Canada: Provisional Patent Applications: Worth The Investment

Last Updated: September 19 2018
Article by Alex Buonassisi

A regular patent application requires carefully and thoroughly drafting a patent specification and claims, and is best prepared with the assistance of a patent agent. A provisional patent application can be either a fully drafted patent application, a partially developed patent application, or in exceptional circumstances, any written document, such as a journal article, white paper, technical specification, or presentation.

Applicants may take up to one year after filing a provisional patent application to file a regular patent application claiming priority from and the earlier filing date of the provisional. Many applicants use the one-year period to defer the cost of preparing and filing a regular patent application, and to further develop their invention since it is not possible to add new matter to a regular patent application after it has been filed. However, many applicants may be unaware of potential pitfalls associated with filing something less than a fully drafted patent application as a provisional application. This article explains some of these risks, although there are numerous other risks not described here.

Insufficient Disclosure

Any features claimed in a patent application claiming priority to a provisional patent application must be fully disclosed in and supported by the provisional application to benefit from the filing date of the provisional application. To be disclosed, the features claimed in the later application must at least be described in the provisional application, either literally or implicitly. How far implicit disclosure can extend varies by jurisdiction, but it is far safer to have literal disclosure in the provisional application for anything in the later filed applications. To be supported, among other things, the features described in the provisional application must also be fully enabled. For example, a claim to a "flying car" will not be supported by literally reciting a flying car in the provisional application: disclosure must be made of specific apparatus that can cause a car to fly, and even then allowable claims would likely be limited to the specific apparatus actually invented and not the vague concept of a flying car.

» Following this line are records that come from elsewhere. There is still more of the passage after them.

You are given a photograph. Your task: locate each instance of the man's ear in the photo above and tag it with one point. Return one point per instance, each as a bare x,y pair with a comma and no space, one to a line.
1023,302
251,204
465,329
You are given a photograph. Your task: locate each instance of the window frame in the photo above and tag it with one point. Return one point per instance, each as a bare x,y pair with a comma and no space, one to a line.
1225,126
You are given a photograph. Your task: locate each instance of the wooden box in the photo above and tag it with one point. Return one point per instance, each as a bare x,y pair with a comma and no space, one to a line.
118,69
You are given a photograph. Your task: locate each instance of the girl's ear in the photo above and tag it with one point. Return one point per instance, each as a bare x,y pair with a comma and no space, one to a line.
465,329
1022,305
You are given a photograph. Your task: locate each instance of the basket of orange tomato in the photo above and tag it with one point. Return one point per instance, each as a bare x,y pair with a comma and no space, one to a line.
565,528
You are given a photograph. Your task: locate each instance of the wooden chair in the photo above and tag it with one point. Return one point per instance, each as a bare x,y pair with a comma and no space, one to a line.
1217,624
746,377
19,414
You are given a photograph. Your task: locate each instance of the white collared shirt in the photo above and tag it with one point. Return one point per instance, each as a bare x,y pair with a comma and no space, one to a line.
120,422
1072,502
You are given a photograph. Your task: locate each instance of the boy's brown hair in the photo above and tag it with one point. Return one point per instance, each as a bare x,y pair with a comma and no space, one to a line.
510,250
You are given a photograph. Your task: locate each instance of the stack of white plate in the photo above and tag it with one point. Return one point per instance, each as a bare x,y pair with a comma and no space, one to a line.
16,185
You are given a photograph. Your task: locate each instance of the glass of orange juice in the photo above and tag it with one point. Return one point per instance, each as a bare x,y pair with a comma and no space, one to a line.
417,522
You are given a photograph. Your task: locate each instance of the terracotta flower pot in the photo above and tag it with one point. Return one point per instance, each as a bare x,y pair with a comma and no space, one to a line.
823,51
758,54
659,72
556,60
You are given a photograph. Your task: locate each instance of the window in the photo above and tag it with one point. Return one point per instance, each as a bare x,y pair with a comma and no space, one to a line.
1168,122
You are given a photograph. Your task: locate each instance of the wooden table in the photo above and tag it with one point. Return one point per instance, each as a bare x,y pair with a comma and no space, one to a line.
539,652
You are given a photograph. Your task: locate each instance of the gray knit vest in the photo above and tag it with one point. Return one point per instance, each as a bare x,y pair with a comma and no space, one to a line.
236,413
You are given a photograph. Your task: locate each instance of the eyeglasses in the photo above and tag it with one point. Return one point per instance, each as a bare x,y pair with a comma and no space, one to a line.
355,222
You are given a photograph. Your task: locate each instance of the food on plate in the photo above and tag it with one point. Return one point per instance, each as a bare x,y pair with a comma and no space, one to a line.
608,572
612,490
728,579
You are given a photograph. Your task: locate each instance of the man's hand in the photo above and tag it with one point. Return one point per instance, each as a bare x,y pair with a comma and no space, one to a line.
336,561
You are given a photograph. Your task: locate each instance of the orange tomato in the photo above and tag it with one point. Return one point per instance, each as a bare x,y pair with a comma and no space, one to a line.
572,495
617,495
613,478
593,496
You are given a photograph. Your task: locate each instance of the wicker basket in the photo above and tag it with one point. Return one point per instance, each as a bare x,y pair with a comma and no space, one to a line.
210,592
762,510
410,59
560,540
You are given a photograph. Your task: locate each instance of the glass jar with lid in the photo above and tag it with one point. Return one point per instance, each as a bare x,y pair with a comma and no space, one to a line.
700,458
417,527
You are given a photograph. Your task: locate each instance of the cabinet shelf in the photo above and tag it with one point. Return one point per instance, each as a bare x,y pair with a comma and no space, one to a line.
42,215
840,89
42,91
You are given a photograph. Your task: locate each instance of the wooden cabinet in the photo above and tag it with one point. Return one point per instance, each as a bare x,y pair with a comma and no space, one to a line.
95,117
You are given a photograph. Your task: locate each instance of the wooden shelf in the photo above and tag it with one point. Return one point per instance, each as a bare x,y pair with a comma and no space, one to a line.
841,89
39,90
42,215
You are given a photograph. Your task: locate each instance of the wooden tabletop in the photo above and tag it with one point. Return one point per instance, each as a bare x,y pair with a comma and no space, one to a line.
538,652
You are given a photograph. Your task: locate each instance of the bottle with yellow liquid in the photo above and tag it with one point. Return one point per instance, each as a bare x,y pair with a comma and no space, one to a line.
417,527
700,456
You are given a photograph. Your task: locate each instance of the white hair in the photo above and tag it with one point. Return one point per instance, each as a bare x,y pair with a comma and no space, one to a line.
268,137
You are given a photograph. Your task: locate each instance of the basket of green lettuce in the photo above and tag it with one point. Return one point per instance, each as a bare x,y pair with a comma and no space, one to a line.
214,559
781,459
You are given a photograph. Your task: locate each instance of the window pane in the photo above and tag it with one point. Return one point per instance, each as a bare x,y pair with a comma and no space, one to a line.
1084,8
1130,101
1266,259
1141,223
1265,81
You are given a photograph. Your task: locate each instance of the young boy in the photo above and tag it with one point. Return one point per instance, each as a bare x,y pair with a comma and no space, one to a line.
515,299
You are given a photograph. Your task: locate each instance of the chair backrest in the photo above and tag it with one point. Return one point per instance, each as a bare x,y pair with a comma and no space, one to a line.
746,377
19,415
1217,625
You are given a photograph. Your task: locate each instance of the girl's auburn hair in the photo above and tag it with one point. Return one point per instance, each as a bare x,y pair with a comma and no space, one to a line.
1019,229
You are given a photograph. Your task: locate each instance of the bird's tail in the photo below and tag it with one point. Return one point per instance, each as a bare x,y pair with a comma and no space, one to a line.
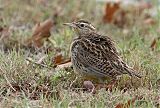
132,72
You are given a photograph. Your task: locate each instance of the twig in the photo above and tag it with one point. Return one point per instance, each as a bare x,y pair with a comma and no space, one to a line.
9,82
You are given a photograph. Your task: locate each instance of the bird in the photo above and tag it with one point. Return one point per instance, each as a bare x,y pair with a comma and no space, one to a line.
94,55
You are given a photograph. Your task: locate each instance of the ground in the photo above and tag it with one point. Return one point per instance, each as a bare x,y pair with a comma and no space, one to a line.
24,82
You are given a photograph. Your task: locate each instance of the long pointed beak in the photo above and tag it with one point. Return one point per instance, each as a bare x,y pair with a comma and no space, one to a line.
70,24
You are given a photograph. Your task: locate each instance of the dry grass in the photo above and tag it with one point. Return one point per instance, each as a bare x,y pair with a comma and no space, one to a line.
25,84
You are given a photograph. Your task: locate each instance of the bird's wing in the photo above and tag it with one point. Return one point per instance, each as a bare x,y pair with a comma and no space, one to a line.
109,53
92,56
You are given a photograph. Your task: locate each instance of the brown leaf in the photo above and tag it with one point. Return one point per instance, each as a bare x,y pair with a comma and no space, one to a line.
4,32
65,65
40,32
57,59
89,86
149,21
110,10
154,43
129,103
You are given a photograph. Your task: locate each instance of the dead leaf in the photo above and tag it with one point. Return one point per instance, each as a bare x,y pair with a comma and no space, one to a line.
154,43
89,86
40,32
149,21
57,59
129,103
62,66
110,10
4,33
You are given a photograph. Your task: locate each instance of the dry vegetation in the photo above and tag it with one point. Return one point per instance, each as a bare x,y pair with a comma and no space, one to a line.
35,69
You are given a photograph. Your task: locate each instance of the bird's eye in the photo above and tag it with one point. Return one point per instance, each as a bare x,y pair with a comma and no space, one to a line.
82,25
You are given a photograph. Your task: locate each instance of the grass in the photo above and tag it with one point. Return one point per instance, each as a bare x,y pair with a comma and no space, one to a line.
27,85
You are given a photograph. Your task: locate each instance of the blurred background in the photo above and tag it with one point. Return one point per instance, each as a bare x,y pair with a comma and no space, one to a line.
32,33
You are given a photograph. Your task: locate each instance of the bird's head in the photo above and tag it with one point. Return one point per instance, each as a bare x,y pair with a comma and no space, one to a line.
81,27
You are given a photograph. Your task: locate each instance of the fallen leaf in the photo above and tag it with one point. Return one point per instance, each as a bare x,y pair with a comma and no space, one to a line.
57,59
41,31
154,43
4,33
110,10
89,86
149,21
62,66
129,103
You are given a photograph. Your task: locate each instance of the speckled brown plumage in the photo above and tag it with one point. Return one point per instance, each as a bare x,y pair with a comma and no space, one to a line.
95,55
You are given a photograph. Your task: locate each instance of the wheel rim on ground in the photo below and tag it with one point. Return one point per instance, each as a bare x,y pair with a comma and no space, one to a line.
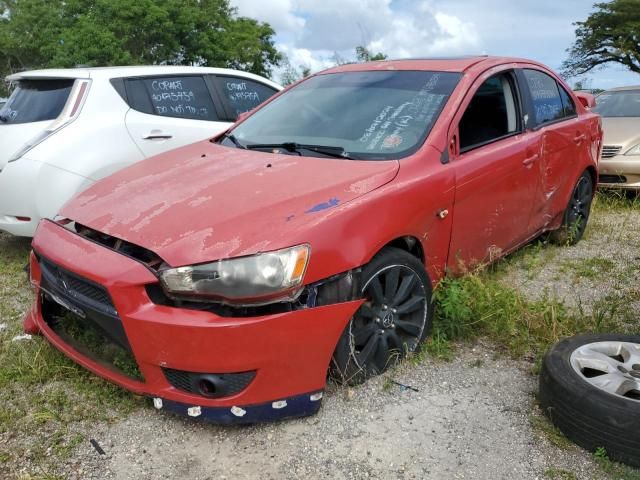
611,366
391,322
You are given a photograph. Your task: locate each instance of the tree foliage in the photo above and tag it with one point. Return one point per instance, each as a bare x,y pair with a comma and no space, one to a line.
363,54
66,33
611,34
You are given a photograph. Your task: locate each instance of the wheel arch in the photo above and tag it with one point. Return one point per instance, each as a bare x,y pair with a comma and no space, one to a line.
409,244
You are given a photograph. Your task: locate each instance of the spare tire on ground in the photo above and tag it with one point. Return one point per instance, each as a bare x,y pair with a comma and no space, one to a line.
590,389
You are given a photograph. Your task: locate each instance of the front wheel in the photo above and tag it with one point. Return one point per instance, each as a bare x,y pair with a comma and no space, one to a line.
576,215
394,319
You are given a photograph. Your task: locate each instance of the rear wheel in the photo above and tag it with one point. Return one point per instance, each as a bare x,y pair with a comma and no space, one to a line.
393,321
576,215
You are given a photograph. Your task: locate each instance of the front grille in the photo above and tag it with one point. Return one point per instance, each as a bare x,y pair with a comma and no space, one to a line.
82,315
609,151
77,287
212,385
612,179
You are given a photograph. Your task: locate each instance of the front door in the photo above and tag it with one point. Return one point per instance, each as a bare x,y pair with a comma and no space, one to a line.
496,178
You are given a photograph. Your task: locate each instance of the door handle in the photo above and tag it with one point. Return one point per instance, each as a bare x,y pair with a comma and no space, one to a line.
157,135
529,160
580,138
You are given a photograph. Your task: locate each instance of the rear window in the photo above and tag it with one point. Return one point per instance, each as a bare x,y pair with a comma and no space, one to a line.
36,101
178,97
545,95
242,95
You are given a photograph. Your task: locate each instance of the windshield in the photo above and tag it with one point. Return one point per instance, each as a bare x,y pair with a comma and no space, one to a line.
36,101
623,103
369,115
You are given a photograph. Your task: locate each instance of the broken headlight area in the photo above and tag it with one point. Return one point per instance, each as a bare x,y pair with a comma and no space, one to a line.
253,280
340,288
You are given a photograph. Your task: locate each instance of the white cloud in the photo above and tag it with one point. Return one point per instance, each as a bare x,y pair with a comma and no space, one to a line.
312,32
277,13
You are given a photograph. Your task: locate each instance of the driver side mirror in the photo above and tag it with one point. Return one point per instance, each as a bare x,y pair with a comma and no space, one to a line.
586,99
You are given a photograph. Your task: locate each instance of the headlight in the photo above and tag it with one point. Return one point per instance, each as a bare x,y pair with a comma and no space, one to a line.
634,150
257,279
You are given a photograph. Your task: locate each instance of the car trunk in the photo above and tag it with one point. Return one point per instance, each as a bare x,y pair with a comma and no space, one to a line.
33,106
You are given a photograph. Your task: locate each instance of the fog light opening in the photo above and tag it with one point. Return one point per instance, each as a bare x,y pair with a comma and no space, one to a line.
207,387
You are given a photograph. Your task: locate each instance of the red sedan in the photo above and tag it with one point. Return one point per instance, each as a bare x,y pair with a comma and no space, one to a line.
224,279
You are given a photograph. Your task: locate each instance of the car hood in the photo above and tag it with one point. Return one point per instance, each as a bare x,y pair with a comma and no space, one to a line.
623,131
204,202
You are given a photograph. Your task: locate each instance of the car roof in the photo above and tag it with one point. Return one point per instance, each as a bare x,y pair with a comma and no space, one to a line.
436,64
620,89
131,71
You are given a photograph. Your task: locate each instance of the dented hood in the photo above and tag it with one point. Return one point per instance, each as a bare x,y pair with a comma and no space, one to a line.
204,202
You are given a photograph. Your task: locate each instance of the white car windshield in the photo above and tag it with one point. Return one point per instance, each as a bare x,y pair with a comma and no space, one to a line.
36,101
360,115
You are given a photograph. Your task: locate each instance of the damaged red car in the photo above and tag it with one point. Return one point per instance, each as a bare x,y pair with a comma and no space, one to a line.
226,278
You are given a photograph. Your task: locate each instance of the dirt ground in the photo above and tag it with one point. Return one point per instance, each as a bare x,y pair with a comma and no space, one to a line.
474,417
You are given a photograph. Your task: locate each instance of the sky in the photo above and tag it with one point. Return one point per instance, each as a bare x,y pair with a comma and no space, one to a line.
311,32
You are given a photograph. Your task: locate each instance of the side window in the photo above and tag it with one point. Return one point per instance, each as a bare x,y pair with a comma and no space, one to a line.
242,95
491,114
178,97
567,102
546,98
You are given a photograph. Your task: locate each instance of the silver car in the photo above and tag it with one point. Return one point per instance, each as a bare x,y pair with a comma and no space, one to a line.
620,160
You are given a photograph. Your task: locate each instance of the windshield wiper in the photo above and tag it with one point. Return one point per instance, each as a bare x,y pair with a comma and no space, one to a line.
336,152
234,140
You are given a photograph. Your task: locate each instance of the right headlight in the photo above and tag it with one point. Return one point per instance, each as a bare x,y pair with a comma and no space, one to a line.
252,280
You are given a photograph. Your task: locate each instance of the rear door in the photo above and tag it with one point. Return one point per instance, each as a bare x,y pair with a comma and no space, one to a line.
561,139
495,179
32,107
168,112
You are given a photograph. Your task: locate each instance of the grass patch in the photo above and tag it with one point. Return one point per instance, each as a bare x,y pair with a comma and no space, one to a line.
478,304
614,470
560,474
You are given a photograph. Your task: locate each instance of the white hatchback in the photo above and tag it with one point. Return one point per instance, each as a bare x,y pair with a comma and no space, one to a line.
62,130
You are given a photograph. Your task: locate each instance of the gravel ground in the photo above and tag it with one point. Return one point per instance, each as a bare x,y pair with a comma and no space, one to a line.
469,419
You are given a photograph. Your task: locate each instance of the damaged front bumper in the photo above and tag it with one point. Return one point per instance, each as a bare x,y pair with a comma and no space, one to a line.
195,363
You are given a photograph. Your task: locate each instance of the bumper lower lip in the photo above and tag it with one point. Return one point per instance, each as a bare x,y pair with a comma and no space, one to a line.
289,351
292,407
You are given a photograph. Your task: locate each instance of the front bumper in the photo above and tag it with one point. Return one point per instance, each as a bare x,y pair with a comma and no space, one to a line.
290,352
621,171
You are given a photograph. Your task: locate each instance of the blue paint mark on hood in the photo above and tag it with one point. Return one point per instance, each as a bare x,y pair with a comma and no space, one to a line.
323,206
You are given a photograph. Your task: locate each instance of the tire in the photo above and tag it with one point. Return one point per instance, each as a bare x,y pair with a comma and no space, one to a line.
395,318
577,399
576,215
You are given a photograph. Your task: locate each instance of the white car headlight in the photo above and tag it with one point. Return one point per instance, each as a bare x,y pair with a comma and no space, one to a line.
633,150
252,280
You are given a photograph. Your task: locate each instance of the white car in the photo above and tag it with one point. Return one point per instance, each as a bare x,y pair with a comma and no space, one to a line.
62,130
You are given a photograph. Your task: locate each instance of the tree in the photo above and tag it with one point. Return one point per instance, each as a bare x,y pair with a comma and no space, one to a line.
65,33
363,54
611,34
291,74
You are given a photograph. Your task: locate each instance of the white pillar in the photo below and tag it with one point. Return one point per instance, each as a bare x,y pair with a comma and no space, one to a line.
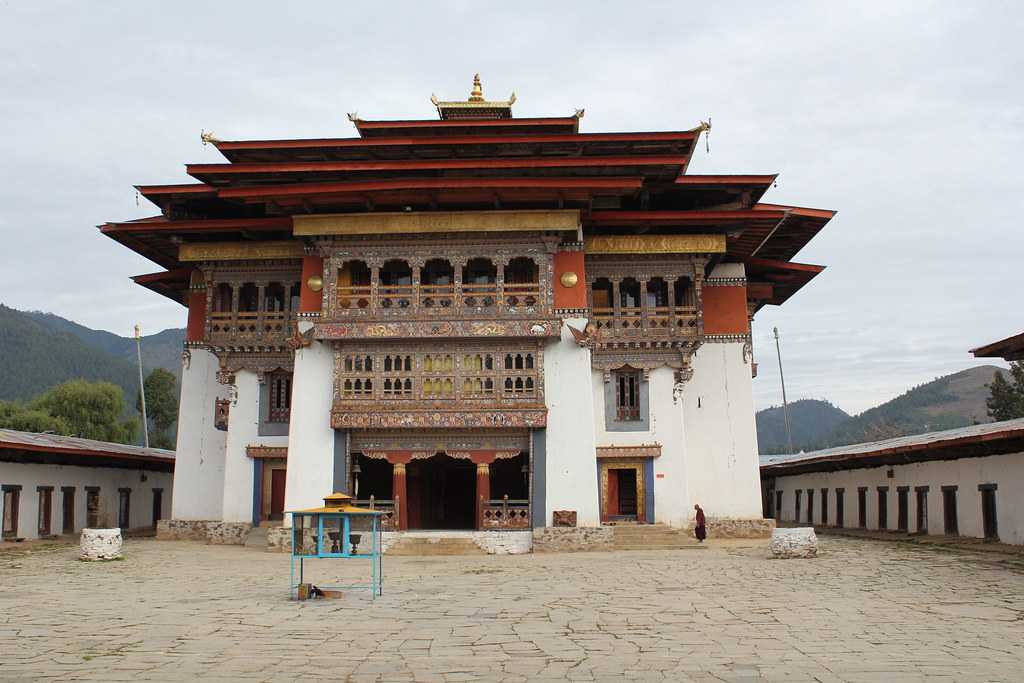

When filing something less than a fully drafted patent application as a provisional application, and especially when including journal articles, white papers, and/or presentations, details can be omitted which are required to support features claimed in later filed applications. If features claimed in later filed applications are not supported by the provisional application, those features will not benefit from the earlier filing date of the provisional application. This can be particularly problematic where inventors publically disclose their invention based on the false assumption that the provisional application they filed supports the invention, with patent protection becoming unavailable in many countries if a priority claim to the provisional application cannot be maintained.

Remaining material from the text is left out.